US spy chief: Waterboarding is torture
The US national intelligence chief has said he believes the US interrogation practice known as "waterboarding" could be described as torture.
"Whether it's torture by anybody else's definition, for me it would be torture," Mike McConnell told The New Yorker magazine on Jan. 13.
Separately, the head of the US military said he wanted to close the detention centre at Guantanamo Bay as soon as possible because it had damaged America's international standing.
"I'd like to see it shut down," Admiral Mike Mullen said. "I believe that from the standpoint of how it reflects on us that it's been pretty damaging."
But Mullen, the chairman of the US military's Joint Chiefs of Staff, said closing the prison posed major legal problems.
"There are enormous challenges associated with that," he said. "There are enormously complex, complicating legal issues that are way out of my purview."
McConnell's comments on waterboarding come as the US House Intelligence Committee continues an investigation into the CIA's destruction of videotapes that are reported to have shown the use of the interrogation technique on suspects.
He also said that should waterboarding ever be determined as torture, "there will be a huge penalty to be paid for anyone engaging in it."
"If I had water draining into my nose, oh God, I just can't imagine how painful!" he said.
"Waterboarding," involves pouring water over subjects who are bound, gagged and hooded in order to terrify them by stimulating the feeling that they are drowning.

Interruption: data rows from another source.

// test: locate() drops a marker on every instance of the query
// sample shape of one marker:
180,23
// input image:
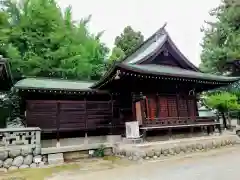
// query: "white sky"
184,18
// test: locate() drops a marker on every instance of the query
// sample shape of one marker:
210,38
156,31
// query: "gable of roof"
154,46
53,84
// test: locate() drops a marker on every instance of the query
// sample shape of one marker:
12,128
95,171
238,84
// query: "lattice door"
163,109
182,107
192,108
172,106
151,107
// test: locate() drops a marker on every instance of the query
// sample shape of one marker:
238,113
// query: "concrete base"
55,158
114,138
132,141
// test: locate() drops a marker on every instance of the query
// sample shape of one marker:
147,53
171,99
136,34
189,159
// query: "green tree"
221,42
223,102
40,40
129,40
117,55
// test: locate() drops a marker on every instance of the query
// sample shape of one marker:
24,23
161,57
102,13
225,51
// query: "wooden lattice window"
163,109
192,108
172,106
151,107
182,107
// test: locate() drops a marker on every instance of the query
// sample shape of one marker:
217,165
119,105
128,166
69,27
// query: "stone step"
132,140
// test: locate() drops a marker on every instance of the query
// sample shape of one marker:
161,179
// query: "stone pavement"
214,165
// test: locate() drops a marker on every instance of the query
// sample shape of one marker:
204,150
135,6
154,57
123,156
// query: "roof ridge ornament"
160,32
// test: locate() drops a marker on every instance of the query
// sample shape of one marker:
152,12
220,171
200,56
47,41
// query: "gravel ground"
220,164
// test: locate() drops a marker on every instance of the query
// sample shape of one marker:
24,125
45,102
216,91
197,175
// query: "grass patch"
37,173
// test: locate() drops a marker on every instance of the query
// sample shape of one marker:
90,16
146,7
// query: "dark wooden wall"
60,115
162,106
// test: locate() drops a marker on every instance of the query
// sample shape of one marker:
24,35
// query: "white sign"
132,129
37,160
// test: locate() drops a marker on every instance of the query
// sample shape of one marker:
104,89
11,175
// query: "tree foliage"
129,40
117,55
40,40
221,42
223,101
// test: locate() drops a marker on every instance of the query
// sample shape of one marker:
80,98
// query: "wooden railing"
175,121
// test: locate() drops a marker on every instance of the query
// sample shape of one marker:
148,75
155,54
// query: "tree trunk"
229,120
224,120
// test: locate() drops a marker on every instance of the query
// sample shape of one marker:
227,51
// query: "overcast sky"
184,18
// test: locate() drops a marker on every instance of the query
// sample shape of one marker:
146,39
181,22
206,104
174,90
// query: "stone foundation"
20,148
173,147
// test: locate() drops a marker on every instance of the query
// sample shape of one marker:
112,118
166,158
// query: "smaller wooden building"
156,85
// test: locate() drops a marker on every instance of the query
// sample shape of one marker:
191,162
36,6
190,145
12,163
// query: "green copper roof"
176,72
56,84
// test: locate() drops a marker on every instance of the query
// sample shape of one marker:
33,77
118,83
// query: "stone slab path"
219,164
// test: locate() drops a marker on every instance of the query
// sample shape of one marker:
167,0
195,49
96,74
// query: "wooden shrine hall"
156,85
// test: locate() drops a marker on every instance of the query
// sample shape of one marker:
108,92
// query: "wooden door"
151,107
139,106
163,107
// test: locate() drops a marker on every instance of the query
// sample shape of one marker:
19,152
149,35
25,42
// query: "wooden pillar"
112,120
86,121
133,107
177,105
188,112
58,123
170,133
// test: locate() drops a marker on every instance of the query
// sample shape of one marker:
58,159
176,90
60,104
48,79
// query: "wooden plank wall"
171,106
68,115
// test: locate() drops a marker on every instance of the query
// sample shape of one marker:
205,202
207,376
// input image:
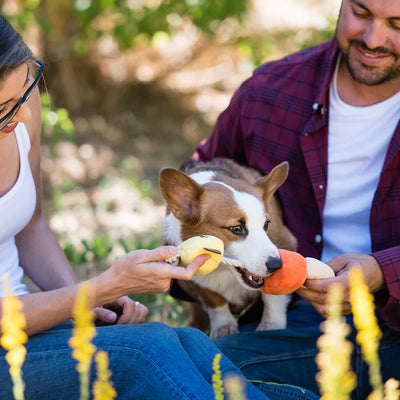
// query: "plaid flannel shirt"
281,113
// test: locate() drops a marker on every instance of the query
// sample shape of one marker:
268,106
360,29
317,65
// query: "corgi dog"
237,205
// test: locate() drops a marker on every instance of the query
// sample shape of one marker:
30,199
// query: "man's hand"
317,289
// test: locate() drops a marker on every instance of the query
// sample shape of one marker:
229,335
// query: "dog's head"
244,214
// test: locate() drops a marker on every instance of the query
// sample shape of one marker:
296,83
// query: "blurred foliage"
56,124
125,20
128,22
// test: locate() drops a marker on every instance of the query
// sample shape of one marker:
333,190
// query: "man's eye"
359,12
237,229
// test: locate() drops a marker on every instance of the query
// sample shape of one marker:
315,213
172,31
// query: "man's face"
368,35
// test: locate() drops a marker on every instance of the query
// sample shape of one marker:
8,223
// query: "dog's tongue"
254,281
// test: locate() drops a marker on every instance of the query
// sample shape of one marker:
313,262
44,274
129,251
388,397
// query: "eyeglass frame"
10,115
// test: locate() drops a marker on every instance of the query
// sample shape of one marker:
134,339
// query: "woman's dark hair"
13,50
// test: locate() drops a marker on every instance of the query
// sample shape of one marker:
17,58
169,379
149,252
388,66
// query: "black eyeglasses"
11,114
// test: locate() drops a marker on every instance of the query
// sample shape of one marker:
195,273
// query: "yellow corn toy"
203,244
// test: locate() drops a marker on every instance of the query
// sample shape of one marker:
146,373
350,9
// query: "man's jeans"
288,356
148,361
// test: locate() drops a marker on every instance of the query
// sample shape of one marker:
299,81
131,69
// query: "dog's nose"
273,263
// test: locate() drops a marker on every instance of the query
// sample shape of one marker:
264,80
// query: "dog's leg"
211,310
274,313
222,322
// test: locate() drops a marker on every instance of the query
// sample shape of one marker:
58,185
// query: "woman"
148,361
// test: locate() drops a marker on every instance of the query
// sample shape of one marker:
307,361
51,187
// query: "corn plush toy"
203,244
294,272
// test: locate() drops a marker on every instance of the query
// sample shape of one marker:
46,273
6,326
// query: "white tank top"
16,210
357,144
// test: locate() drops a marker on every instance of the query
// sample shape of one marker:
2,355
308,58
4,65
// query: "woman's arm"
138,272
39,251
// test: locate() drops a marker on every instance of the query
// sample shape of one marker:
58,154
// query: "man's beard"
366,74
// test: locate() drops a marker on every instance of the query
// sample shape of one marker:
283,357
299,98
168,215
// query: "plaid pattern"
280,114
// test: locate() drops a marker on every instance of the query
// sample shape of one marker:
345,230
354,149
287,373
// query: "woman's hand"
122,311
145,272
316,290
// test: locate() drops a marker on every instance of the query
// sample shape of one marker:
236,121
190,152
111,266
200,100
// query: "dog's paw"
223,331
271,325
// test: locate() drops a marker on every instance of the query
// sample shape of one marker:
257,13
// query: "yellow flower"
13,338
103,388
216,378
392,389
335,378
234,387
80,342
362,303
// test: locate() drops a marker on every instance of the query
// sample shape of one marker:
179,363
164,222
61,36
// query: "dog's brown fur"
204,209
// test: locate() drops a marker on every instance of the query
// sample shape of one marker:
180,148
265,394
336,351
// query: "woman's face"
12,89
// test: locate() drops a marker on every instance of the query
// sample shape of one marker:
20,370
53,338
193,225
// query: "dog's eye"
237,229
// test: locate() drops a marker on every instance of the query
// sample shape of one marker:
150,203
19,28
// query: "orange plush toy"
294,272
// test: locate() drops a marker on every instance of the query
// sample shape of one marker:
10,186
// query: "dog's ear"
182,194
270,183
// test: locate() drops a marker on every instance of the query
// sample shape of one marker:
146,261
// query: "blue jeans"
148,361
288,356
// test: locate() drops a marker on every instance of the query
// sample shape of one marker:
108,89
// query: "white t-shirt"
16,210
357,144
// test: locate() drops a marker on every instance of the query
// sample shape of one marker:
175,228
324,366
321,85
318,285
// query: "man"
333,112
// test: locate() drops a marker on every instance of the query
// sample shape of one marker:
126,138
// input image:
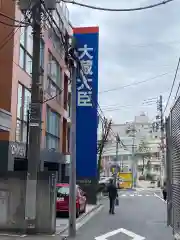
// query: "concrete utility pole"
117,153
35,123
134,164
72,176
162,169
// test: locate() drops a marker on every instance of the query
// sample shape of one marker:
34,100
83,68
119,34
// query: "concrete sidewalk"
62,223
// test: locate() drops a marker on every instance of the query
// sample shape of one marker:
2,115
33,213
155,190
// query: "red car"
62,202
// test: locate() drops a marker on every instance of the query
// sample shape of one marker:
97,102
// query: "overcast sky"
134,46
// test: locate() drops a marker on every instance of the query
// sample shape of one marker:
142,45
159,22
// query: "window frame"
22,120
27,53
50,134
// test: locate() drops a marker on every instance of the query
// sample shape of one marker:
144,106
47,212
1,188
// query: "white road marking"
120,230
159,197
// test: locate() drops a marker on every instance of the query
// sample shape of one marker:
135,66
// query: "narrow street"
139,216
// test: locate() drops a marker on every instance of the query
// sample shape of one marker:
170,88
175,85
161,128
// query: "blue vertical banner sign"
87,44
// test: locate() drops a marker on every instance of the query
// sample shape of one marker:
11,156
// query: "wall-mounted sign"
18,150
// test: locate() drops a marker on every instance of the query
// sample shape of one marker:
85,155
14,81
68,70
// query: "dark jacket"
112,190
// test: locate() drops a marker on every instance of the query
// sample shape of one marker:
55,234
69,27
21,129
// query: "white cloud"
134,46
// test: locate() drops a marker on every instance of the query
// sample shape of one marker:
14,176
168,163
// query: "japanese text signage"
87,41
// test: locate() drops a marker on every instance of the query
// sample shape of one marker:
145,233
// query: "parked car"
62,202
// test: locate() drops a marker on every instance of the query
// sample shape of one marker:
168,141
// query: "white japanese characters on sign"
84,98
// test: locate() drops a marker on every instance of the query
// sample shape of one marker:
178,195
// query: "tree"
106,126
145,153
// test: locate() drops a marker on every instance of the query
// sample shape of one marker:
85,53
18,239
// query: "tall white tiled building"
133,133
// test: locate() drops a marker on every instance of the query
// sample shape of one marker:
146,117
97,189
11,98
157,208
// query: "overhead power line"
134,83
118,9
12,19
12,25
172,86
11,34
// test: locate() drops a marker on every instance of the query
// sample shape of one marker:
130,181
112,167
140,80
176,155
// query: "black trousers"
165,195
111,205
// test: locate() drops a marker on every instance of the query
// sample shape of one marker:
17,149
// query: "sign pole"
72,177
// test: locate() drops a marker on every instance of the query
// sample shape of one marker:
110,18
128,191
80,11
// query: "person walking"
113,194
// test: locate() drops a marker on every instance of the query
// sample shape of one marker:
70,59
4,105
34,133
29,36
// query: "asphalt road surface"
140,216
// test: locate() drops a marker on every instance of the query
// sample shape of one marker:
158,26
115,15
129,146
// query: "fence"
173,167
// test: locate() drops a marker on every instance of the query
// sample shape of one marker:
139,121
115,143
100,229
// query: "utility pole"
162,141
35,123
72,176
133,162
132,131
117,153
27,135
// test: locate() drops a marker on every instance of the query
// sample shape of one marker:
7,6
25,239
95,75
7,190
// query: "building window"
52,129
53,90
54,71
25,60
24,98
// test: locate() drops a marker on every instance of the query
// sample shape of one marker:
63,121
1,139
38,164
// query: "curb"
79,219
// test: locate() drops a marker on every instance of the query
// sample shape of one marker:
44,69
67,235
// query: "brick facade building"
15,89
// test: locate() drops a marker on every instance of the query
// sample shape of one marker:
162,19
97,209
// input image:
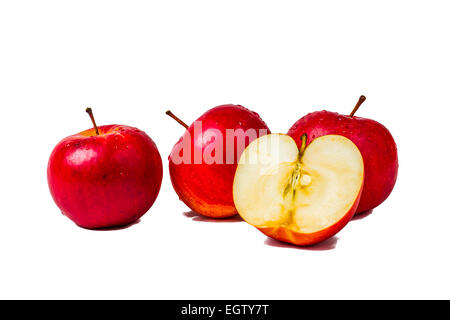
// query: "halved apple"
299,196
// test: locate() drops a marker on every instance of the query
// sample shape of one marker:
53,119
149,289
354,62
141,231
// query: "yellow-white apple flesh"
299,196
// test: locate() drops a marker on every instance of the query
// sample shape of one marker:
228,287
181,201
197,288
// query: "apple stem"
170,114
303,146
358,104
91,115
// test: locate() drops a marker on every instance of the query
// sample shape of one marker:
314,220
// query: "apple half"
299,196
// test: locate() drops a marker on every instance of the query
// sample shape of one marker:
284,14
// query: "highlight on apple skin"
106,176
374,141
203,162
299,195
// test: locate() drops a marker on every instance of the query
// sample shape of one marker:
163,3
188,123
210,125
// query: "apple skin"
284,234
374,141
207,189
107,180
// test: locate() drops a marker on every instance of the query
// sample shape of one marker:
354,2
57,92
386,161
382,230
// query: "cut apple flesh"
278,186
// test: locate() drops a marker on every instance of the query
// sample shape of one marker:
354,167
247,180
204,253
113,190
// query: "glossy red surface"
107,180
207,188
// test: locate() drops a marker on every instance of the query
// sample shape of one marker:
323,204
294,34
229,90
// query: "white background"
132,60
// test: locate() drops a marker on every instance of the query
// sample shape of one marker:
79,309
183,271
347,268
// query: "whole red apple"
203,162
106,176
374,141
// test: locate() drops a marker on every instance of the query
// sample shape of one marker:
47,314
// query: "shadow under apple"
194,216
328,244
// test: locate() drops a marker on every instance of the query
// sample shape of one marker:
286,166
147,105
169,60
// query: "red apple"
203,162
106,176
299,195
374,140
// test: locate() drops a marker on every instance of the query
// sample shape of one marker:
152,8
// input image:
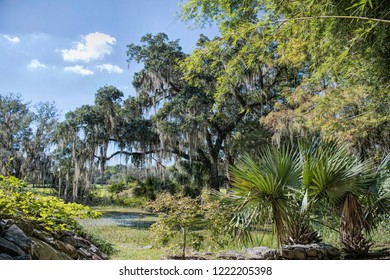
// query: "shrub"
51,212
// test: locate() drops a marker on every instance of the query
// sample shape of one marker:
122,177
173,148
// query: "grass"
132,240
130,243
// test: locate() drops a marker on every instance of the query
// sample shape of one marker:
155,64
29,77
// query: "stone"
26,226
26,257
15,235
299,253
4,256
69,239
288,254
43,251
67,249
10,248
311,252
84,252
2,225
44,236
332,252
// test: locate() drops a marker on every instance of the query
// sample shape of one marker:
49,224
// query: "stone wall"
25,240
293,252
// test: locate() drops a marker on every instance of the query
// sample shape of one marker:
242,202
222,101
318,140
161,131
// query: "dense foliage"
49,212
233,115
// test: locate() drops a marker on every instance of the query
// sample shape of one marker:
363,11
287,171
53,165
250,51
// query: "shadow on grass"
134,220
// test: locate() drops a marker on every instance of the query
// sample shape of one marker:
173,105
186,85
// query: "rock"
15,235
43,251
26,257
67,249
332,252
10,248
43,235
299,253
84,252
311,252
26,226
230,255
69,239
2,225
4,256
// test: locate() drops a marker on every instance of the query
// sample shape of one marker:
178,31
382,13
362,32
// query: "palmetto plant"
286,187
262,190
331,174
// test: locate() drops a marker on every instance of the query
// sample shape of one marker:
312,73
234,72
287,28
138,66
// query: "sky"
63,51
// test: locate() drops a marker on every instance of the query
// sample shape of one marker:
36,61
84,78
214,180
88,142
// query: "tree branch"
338,17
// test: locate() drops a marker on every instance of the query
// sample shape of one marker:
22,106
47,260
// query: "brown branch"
338,17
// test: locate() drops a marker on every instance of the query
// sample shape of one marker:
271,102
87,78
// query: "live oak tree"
340,50
203,101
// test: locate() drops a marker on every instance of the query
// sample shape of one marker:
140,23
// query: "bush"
11,183
50,212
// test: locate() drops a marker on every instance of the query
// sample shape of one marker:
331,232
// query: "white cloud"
110,68
93,46
12,39
35,64
79,69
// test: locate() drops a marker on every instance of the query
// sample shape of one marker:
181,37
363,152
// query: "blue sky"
65,50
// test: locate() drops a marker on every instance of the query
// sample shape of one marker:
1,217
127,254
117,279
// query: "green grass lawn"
132,240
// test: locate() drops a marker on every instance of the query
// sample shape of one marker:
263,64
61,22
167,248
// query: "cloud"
35,64
12,39
93,46
110,68
79,69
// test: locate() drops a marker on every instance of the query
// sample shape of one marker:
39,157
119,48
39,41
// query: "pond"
137,220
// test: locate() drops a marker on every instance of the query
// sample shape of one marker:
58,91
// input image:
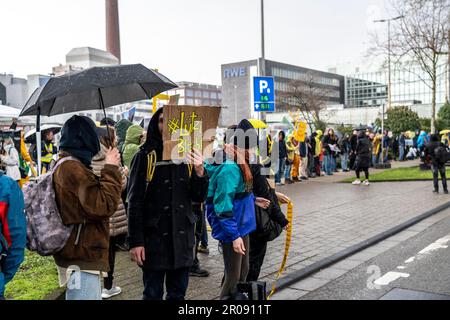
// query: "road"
417,268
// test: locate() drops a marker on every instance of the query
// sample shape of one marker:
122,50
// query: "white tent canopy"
9,112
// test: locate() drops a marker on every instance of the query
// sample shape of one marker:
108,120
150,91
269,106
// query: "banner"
188,127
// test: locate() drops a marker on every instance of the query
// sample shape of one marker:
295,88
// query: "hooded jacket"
132,144
121,131
318,146
83,199
160,210
229,208
118,222
422,140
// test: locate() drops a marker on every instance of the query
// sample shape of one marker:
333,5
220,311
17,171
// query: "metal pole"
39,141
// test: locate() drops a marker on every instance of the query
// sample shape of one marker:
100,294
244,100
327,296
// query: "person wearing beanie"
133,141
86,202
121,131
230,207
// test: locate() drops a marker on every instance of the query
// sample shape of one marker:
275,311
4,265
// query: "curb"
298,275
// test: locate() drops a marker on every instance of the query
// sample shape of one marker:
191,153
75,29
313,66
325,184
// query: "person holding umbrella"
87,202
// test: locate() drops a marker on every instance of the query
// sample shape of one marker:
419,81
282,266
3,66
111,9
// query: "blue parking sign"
263,94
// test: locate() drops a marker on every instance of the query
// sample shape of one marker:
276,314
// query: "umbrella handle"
104,113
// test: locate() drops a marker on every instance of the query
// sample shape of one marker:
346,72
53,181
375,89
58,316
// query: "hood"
154,137
134,133
101,155
121,129
79,138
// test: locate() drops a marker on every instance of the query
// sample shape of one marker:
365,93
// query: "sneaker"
114,291
198,272
202,249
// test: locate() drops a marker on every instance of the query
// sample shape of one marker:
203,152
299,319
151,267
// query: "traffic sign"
263,94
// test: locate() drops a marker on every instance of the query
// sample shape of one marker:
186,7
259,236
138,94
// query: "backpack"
46,233
441,154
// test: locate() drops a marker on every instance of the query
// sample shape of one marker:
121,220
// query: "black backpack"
441,154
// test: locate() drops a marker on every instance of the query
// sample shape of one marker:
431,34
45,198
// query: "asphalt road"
418,268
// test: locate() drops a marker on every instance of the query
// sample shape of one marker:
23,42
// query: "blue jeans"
84,286
344,161
176,284
15,254
328,164
280,172
287,172
401,151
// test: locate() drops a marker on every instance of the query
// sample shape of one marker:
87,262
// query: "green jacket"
132,144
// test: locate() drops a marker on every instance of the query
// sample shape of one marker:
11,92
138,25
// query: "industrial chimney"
112,28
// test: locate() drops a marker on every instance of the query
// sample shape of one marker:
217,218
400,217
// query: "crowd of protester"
112,186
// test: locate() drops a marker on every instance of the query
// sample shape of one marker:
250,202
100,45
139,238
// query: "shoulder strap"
61,161
151,164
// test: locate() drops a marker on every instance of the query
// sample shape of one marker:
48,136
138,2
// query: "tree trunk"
433,106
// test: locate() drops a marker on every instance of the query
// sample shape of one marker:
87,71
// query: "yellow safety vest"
49,155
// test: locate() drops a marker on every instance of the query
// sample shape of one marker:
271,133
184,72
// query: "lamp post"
389,80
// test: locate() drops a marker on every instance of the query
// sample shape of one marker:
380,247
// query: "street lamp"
389,78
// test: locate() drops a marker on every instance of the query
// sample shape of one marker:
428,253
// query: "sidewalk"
328,217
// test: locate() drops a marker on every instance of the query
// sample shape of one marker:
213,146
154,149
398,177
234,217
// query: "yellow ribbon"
286,248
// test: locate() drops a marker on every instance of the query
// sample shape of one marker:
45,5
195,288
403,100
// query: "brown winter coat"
86,201
118,223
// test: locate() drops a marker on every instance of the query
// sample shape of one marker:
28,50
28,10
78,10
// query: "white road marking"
438,244
389,277
410,260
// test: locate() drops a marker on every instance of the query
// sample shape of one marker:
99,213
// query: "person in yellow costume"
26,158
290,148
296,162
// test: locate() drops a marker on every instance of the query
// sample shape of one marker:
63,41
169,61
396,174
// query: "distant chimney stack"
112,28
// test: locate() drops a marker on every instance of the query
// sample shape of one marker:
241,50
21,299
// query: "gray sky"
187,39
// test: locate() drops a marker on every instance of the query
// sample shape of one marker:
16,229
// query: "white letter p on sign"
263,85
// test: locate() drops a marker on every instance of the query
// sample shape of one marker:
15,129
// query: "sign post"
263,94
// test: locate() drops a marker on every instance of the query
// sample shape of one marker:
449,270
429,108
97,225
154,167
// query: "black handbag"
254,290
265,226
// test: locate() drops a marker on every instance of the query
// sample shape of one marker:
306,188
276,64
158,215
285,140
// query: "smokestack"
112,28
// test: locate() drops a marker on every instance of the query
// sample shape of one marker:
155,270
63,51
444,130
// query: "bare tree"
308,97
420,38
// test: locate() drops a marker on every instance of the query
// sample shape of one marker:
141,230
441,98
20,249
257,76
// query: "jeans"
328,164
177,282
236,268
439,169
17,229
280,172
287,172
84,286
344,161
401,151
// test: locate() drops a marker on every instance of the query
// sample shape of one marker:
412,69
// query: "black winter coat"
161,219
261,188
363,153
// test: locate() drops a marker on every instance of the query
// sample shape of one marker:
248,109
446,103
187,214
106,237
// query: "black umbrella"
94,88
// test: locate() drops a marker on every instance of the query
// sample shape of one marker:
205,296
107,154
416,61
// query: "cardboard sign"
187,127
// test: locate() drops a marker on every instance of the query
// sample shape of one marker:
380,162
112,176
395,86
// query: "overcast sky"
187,39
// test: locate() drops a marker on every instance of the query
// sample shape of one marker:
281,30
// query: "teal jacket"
229,208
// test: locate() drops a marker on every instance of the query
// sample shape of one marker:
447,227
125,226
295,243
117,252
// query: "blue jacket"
14,228
422,140
230,210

McConnell stopped short of categorically describing the interrogation process as torture and declined to say whether he believed it should be formally labeled as such.
Kevin Lanigan, from Human Rights First, told Al Jazeera: "It's a very important step for such a senior official in this [US] administration for the first time to admit that -- with some caveats on his admission -- that this technique is torture."
Michael Mukasey, the US attorney general, has declined to rule on whether "waterboarding" is torture.
A ruling that the technique does constitute torture would put at risk the CIA interrogators who were given permission by the White House in 2002 to use the technique on three prisoners who were considered resistant to conventional interrogation.
McConnell said in his interview that the legal test for torture should be "pretty simple," suggesting: "Is it excruciatingly painful to the point of forcing someone to say something because of the pain?"